[QUOTE=robert44444uk;573790]No one k was taken up as far as n=1e6, about 850k from memory was the highest. That k has more than 200 primes, and is the only known k with >200 primes.

Checking is quite slow for these k, because there is no really superfast sieve (although one could be constructed!), newpgen is not really geared from today's computers.

Also, because there are no small factors for any of the k*2^n+ or -1, a significantly greater number of n need a prp test. Hence a payam k series will remain, on average, more prime at any level of n compared to a random k because of this.[/QUOTE]

Unless I am mistaken it shouldn't be hard to modify mtsieve to efficiently sieve with large highly composite ks. Then you just have to deal with the generic multiply slowdown from gwnum.

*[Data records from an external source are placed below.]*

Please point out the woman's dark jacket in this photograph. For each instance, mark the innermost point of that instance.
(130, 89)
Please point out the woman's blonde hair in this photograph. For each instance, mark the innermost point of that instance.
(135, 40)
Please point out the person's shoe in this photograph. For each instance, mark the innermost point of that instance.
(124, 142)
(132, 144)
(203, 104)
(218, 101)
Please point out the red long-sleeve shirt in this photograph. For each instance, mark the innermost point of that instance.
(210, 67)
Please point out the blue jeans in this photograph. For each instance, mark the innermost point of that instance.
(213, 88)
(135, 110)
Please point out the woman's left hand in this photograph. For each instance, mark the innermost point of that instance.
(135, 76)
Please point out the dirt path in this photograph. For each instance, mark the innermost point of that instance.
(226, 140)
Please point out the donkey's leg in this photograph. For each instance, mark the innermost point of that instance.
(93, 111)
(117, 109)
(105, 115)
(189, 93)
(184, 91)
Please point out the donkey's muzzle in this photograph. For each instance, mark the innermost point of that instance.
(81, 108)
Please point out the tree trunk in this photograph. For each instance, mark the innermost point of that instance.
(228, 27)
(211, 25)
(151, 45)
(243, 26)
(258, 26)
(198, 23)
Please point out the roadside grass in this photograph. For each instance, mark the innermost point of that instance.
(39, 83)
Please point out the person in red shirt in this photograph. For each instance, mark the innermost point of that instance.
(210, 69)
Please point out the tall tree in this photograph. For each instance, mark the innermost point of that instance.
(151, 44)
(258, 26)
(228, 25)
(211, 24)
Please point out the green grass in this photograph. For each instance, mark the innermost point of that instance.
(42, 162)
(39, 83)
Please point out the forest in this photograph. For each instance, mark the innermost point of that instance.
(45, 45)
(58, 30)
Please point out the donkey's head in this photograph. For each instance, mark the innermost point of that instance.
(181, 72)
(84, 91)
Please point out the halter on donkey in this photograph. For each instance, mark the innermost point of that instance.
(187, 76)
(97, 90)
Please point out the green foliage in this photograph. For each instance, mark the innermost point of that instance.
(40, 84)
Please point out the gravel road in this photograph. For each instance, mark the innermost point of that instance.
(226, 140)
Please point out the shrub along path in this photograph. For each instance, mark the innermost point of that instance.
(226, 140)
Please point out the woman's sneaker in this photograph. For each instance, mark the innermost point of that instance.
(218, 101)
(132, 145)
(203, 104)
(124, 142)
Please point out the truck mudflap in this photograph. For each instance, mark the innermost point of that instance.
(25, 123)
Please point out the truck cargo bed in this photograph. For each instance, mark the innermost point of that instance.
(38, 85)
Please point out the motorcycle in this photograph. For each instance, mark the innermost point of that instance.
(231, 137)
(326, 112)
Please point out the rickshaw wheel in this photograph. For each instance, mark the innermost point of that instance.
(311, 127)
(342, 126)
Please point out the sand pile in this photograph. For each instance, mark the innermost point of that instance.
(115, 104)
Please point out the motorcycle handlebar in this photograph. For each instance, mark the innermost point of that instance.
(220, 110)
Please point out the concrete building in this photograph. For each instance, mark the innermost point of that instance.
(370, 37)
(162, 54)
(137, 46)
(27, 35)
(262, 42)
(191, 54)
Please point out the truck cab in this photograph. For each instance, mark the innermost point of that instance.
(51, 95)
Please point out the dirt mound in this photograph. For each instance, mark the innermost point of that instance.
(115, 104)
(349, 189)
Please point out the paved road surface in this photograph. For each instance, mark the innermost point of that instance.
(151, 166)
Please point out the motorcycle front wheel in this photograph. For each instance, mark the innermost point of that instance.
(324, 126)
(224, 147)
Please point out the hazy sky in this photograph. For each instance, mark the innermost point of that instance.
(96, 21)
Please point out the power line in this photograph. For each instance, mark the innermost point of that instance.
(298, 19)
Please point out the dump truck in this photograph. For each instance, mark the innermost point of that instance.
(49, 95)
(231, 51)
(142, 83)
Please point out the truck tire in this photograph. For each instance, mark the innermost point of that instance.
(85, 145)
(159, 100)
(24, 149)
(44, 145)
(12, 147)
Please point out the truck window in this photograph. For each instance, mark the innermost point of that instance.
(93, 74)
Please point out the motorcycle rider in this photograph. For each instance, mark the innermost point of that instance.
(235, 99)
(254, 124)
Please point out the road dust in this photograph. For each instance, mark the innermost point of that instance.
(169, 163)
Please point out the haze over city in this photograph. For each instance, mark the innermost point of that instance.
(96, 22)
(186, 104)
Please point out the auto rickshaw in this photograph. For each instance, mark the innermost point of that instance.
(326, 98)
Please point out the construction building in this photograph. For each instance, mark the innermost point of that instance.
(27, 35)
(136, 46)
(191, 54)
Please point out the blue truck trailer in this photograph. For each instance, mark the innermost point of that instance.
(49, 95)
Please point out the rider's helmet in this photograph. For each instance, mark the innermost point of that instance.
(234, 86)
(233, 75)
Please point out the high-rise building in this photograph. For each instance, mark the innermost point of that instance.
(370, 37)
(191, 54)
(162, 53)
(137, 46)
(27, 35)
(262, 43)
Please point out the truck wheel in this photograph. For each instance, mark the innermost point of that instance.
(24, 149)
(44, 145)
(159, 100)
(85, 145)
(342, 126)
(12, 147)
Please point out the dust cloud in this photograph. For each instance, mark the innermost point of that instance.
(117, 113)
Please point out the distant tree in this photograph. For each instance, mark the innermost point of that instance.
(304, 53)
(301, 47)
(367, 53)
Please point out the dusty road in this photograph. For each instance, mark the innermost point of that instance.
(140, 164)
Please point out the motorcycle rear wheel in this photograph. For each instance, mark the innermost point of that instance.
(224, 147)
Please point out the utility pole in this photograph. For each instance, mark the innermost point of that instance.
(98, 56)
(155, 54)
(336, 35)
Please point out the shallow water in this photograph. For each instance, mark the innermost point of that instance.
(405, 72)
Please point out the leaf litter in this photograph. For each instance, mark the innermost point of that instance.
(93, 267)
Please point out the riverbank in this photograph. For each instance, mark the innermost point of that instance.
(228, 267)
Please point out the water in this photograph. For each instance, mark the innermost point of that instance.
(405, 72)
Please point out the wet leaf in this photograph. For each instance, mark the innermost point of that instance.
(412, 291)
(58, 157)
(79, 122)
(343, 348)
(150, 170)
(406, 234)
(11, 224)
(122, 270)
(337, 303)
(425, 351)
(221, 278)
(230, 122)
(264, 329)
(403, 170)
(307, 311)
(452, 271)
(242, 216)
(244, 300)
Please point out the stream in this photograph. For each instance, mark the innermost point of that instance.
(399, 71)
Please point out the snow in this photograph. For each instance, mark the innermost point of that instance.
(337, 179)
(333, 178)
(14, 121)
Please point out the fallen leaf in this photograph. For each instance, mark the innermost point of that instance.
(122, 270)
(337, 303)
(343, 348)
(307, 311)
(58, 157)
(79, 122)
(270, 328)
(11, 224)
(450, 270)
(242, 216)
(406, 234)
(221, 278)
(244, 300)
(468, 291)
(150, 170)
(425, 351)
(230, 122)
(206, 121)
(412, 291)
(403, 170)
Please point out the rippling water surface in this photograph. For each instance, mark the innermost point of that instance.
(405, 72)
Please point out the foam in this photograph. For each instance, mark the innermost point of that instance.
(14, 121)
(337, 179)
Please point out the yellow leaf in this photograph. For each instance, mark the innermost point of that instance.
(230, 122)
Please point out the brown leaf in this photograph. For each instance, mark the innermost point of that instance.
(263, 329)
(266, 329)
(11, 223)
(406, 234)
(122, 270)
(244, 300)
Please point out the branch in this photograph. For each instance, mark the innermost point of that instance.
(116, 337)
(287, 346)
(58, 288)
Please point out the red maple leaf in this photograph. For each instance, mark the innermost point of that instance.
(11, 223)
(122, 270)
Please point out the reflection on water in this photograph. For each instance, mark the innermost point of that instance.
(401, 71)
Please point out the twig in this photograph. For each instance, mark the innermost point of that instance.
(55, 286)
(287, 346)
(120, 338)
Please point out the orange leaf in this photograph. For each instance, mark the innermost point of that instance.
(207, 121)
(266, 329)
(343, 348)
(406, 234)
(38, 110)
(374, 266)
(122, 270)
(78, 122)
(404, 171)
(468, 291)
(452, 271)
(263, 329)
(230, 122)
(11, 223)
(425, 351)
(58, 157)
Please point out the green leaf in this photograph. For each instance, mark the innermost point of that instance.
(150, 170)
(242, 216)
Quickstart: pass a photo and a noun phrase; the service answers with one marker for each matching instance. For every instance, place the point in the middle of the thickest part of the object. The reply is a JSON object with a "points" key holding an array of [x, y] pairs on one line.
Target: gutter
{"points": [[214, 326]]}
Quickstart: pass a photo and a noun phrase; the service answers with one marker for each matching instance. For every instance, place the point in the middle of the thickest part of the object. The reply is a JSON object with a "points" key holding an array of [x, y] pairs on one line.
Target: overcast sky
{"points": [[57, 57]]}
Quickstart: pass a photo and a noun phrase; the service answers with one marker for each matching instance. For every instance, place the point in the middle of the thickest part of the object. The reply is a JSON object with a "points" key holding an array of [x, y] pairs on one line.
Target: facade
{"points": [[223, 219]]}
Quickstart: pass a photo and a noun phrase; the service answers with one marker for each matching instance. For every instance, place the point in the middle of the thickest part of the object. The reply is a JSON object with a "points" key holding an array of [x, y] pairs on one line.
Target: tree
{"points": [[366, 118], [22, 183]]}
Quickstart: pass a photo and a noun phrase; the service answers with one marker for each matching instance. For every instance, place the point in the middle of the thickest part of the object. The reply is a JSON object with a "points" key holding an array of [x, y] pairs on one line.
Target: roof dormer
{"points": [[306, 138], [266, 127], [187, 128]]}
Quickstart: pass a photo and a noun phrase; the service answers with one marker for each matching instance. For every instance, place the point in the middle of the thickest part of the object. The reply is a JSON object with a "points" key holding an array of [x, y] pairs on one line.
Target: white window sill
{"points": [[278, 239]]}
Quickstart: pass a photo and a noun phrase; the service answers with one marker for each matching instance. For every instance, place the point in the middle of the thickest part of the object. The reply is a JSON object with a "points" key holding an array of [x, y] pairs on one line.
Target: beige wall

[QUOTE=henryzz;573792]Unless I am mistaken it shouldn't be hard to modify mtsieve to efficiently sieve with large highly composite ks. Then you just have to deal with the generic multiply slowdown from gwnum.[/QUOTE]

I would have suggested that, but I don't know how this other program works. Note that mtsieve will send a unique set of primes to each Worker, it is not designed to send the same set of primes to multiple Workers.

[QUOTE=rogue;573793]I would have suggested that, but I don't know how this other program works. Note that mtsieve will send a unique set of primes to each Worker, it is not designed to send the same set of primes to multiple Workers.[/QUOTE]

I was more thinking for the testing phase once you have the good candidates. extending srsieve2 to support ks > 64 bits shouldn't be that hard.